26.10.1923 te ay-yıldızlı formayı ilk defa giyen futbolcular unutanlara kendilerini hatırlattılar
ilk millîlerimizden hayatta kalan nedim kaleci, ismet uluğ, cafer çağatay, salih arca, alâettin baydar, milliyet aracılığı ile türk sporseverlerine seslendiler: «ay-yıldızın futbol sahasındaki 50. yıldönümünü unutmayınız!»
yazan: kahraman bapçum
siz, futbol oynarken yere yıkılmanın utanılacak bir şey oldupu bir çağı düşünebilir misiniz ne o? anlamadınız galiba...
açıkça soruyorum işte: sahada koşuşan futbolcular düşününüz ki, tekme yer, çelmeye takılır ya da sert bir sarj alırsa ilk düşündüğü şey yere yıkılmamaktır. çünkü ayıptır yere düşmek. çünkü, futbolcu demek yiğit kişi demektir. sağlam adam demektir. düşünebilir misiniz?

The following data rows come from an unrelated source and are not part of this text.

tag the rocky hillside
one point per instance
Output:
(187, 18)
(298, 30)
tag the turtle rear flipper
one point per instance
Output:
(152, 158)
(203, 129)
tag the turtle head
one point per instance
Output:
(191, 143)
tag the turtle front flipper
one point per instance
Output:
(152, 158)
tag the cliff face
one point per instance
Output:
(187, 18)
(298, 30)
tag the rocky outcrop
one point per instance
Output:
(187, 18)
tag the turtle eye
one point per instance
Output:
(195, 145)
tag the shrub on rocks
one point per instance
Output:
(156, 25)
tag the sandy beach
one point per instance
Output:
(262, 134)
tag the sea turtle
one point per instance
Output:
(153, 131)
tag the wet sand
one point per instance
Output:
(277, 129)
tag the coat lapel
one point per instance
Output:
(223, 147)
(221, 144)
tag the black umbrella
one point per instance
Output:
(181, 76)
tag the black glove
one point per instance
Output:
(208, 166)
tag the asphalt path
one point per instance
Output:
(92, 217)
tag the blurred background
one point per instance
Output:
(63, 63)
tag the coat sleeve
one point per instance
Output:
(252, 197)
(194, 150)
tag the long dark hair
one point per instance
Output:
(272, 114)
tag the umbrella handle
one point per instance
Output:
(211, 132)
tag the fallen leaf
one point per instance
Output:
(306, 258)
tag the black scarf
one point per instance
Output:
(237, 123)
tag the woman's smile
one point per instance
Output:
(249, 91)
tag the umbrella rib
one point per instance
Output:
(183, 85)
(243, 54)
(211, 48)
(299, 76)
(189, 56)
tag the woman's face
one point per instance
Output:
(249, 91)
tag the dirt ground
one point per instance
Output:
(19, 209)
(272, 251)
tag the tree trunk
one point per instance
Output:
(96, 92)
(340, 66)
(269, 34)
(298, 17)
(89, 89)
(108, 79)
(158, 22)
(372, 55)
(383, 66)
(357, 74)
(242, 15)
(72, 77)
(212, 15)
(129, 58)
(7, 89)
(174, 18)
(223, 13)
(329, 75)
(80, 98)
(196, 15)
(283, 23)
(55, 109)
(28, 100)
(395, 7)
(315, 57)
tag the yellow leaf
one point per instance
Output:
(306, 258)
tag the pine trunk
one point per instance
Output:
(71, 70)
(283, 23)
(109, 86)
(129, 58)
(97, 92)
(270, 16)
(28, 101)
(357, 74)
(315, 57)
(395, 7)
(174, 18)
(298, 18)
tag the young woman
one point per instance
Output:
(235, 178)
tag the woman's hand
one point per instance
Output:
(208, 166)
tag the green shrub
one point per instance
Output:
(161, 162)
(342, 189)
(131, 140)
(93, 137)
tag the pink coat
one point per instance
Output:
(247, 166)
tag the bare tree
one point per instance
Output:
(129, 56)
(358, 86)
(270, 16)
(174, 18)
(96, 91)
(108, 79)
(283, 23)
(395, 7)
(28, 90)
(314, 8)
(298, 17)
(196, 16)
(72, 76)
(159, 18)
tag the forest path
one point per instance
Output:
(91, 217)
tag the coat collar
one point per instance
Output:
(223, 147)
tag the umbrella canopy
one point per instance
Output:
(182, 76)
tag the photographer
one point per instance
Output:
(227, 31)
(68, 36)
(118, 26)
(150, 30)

işte bu yazıda kendisinden bahsedilecek olanlar öyle bir adamlardır.
* * *
en genci 19, en yaşlısı 23 yaşında idi. dün oynadıkları önemli bir futbol maçının tartışmasını yapıyorlardı. oyunda geçmiş bâzı ayrıntıları şüphesiz maç heyecanı içinde unutmuş olmalıydılar. biri bu ayrıntılardan bahsedince ötekiler hemen hatırlıyor, onaylıyordu.
aynı heyecanı yaşadıkları belliydi. dinlerken biraz hayale kapılsanız maçtan sonra yaptıkları duşun sıcaklığını vücutlarında taşıdıklarını, alınlarından boncuk boncuk terlerin damladığını düşünebilirdiniz.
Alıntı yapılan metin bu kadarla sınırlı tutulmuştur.